1. During the reporting period, the Government of Israel took more steps aimed at easing internal movement for Palestinians in the West Bank than it had during the prior reporting period. These steps included the removal of one staffed checkpoint, the removal of another 100 unstaffed obstacles, of which only 25 were significant and counted by OCHA, and the easing of movement through three main routes. These actions are positive and welcomed yet their impact is limited geographically.

2. In its latest survey completed on 11 September, OCHA observed 630 closure obstacles blocking internal Palestinian movement, including 93 staffed checkpoints. This figure represents a net increase of 3 percent, or 19 obstacles, compared to the figure reported at the end of the previous reporting period (29 April 2008). This total does not include 69 obstacles located in the Israeli controlled section of Hebron City (H-2).

3. This survey also found that almost three quarters of the main routes leading into the 18 most populated Palestinian cities and towns in the West Bank are either blocked or controlled by an IDF checkpoint. Moreover, almost half of the secondary routes into these areas, established over time as alternatives to the main routes, are also blocked or controlled by a checkpoint.

4. The closure obstacles constitute only one of several layers of a complex system of movement restrictions. Therefore, their total number and geographical distribution at a given time, although indicative, does not capture the entire scope of the system. Other layers of this system include, but are not restricted to, prohibitions on access to vast areas of the West Bank combined with a permit regime, restrictions on the use of main roads, random checkpoints, curfews, and age and gender restrictions.

5. The Israeli authorities continued investing large sums of money in transportation-related infrastructure in the West Bank. This included the construction of the so-called “fabric of life” roads and the expansion of IDF staffed checkpoints located on key internal routes. Some of this infrastructure has eased the movement of Palestinians and ensured transportation contiguity between communities that were physically disconnected. However, this came at the price of further entrenching a system of restrictions, which excludes Palestinians from significant parts of the main road network and restricts their movement on other parts.

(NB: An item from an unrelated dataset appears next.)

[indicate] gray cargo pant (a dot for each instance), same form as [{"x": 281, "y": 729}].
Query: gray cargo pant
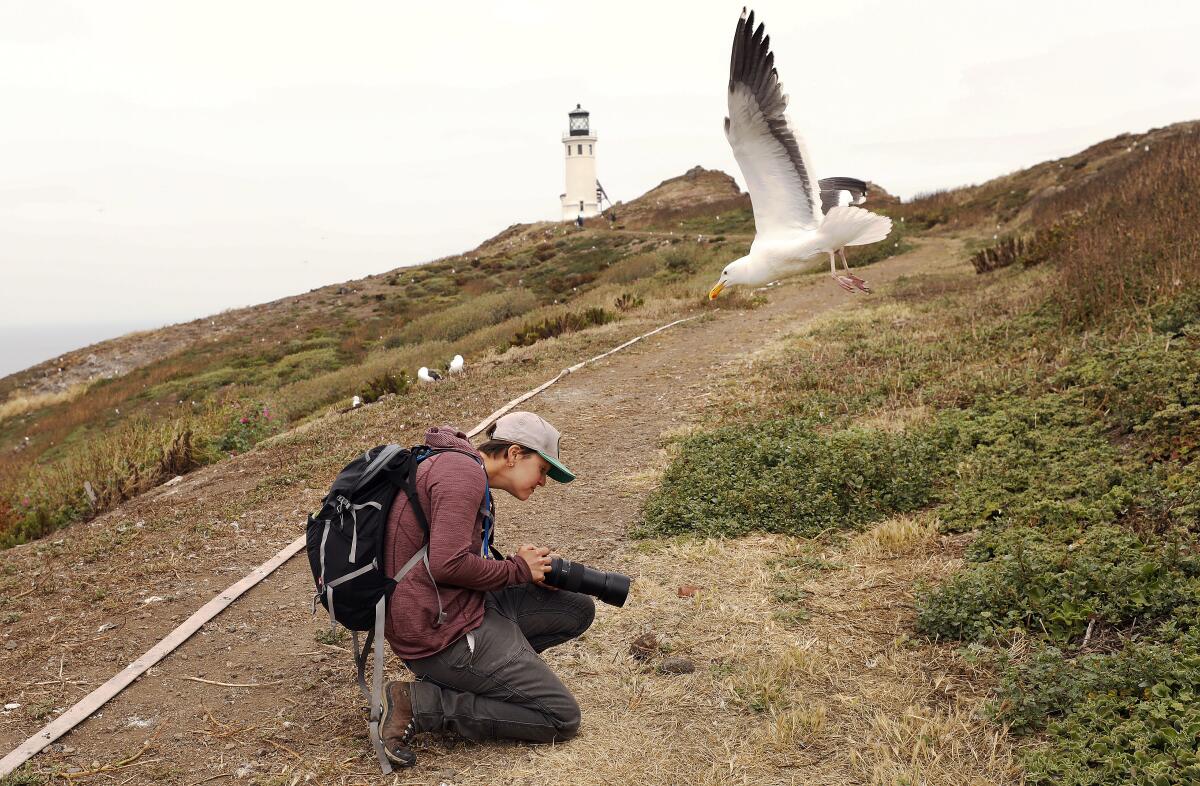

6. Incidents of blocked humanitarian access continued, in particular at the ‘Tunnels’ checkpoint, located on the main route between the southern West Bank and East Jerusalem. Most incidents involved demands by Israeli security personnel to search UN vehicles (busses in particular) forcing UN staff to reroute and causing hundreds of lost staff hours and additional costs.

7. In reflecting on the policy implemented for the last eight years, one can note that what was once justified by the Israeli authorities as a short-term military response to violent confrontations and attacks on Israeli civilians, appears to be developing into a permanent system; a system, which is fragmenting the West Bank territory and affecting the freedom of movement of the entire Palestinian population.